Glibly, smoothly, Dee talked Homer to his feet, placed a dueling knife in his hand, positioned him facing his twin. The gallery watched with amused smiles. Homer sensed their amusement. His temper soared.

"Count of three," Michael said, easing back, trying to place someone between himself and Thurston. "One... "

Benjamin, playing to his audience, presented his chest to Homer's blade. He could not be hurt. No known hand weapon could penetrate the protection of his armor.

"Two... "

Guided by Benjamin's breathing, Homer lunged. He wanted to knock Ben onto his showoff ass.

For a long moment after the drugged tip of the wooden blade slipped through armor proof against any metal there was absolute silence. The tableau became a freezeframe from an old-time movie. Then Benjamin and Homer screamed with one voice. Their psi forces locked. Their rage and pain reached out to envelop the Fortress. Benjamin folded slowly. Homer fainted, toppled onto Benjamin. His mind could not withstand the psi backwash from his twin. Women shrieked. Men shouted.

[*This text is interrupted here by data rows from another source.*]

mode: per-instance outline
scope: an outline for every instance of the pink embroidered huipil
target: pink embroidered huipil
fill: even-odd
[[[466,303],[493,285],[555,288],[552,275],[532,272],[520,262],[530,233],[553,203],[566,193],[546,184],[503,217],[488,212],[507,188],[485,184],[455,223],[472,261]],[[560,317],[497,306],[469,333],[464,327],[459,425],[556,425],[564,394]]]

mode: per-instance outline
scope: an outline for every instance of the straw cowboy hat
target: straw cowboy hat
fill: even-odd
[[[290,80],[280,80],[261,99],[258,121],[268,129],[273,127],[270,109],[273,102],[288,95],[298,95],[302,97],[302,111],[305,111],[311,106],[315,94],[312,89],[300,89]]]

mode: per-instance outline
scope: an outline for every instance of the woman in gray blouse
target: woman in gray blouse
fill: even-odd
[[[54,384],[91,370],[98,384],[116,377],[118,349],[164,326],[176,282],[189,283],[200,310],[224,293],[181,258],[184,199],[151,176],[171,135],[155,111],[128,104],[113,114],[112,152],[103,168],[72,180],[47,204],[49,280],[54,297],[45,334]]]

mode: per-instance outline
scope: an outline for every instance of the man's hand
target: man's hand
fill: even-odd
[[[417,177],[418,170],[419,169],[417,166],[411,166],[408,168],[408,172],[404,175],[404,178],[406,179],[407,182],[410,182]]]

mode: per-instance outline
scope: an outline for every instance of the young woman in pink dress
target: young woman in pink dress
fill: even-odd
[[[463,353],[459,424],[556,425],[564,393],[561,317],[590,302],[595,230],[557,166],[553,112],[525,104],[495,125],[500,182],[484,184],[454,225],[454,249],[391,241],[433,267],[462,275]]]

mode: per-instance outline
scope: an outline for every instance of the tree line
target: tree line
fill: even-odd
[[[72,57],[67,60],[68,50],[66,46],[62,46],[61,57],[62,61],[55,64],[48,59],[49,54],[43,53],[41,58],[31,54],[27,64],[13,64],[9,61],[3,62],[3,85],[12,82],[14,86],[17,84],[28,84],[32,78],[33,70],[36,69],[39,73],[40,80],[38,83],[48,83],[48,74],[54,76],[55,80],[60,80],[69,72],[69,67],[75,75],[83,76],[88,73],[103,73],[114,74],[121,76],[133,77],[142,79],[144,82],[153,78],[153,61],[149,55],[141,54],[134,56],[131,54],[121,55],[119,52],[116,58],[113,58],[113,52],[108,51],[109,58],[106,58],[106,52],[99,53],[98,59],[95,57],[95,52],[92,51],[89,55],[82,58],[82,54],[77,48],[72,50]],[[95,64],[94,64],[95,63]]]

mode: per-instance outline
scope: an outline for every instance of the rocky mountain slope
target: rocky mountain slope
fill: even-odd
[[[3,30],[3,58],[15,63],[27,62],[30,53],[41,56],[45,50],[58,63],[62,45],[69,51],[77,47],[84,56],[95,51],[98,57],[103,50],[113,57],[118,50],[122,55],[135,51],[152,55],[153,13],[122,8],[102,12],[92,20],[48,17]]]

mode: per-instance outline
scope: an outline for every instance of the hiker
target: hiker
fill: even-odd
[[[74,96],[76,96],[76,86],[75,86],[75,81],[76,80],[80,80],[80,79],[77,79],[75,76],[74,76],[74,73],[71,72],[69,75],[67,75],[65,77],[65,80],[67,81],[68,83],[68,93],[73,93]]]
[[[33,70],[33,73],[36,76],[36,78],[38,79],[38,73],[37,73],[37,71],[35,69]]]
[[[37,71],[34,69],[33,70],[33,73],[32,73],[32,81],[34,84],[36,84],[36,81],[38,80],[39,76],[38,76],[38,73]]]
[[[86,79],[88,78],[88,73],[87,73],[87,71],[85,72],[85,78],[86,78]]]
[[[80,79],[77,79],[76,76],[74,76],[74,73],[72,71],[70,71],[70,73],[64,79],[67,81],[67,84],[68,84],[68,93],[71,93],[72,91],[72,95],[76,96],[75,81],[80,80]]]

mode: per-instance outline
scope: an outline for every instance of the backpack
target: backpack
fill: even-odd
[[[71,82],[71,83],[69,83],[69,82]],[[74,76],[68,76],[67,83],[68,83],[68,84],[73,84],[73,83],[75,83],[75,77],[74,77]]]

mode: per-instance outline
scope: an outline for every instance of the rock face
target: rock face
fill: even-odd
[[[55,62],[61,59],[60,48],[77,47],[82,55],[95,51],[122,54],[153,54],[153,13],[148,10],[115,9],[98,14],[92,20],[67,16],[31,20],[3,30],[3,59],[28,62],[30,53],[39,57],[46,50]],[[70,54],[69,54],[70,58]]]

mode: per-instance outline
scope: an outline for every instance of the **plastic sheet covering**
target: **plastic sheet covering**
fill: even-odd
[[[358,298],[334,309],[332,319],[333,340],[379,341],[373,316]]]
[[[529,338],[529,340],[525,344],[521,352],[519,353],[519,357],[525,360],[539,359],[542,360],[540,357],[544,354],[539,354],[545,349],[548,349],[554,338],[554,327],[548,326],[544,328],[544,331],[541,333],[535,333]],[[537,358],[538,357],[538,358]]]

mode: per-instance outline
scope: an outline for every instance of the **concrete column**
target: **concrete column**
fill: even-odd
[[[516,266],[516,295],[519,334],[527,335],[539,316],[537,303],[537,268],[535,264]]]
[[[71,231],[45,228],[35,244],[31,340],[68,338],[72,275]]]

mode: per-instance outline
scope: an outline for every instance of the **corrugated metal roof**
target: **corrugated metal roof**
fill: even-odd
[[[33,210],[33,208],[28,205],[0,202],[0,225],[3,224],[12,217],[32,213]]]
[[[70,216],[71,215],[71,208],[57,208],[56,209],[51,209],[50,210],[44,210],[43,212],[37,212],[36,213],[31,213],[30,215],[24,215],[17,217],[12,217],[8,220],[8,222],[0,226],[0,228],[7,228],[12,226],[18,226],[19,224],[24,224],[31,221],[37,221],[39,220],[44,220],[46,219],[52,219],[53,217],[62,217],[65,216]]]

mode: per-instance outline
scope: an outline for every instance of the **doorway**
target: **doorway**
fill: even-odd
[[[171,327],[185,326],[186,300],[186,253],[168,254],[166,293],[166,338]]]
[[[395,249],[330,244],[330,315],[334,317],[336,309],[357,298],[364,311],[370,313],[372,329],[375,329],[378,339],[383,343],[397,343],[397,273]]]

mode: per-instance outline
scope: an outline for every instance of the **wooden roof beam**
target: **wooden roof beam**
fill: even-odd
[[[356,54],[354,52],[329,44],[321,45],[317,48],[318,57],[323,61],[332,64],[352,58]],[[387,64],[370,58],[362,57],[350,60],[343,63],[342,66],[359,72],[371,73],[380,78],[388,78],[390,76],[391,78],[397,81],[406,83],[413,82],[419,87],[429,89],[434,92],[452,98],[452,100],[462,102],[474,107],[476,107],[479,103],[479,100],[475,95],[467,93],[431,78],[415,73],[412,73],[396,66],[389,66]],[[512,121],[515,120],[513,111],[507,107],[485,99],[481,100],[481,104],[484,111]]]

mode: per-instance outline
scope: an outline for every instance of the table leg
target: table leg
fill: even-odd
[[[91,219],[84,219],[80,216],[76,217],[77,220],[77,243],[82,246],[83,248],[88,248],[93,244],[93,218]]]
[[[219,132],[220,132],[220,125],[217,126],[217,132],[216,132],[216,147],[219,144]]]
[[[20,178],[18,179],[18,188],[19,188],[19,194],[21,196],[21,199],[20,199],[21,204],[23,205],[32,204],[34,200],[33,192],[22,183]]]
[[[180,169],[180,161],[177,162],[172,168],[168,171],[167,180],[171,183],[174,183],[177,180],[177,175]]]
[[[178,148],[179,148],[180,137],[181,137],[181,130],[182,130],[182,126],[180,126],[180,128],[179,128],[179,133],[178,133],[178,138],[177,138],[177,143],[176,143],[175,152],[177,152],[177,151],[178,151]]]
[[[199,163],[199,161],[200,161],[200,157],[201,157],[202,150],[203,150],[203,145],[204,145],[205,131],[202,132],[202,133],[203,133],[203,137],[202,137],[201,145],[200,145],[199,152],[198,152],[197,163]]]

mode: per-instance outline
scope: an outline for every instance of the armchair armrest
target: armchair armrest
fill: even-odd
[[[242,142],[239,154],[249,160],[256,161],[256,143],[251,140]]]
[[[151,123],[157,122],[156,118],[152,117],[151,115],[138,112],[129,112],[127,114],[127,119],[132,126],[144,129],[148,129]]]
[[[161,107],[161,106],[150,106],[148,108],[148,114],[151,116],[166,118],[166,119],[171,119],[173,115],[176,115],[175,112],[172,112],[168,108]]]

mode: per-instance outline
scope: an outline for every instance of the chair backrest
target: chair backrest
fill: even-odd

And as quietly as he had come to the blind brother, while even Thurston's attention was diverted, Michael Dee slipped away.

Pandemonium invaded the hall.

When Wulf arrived he found Thurston raging among a group of young officers trying to avenge Benjamin on Homer. The big man laid them out left and right while screaming for somebody to for God's sake get the twins down to Medical.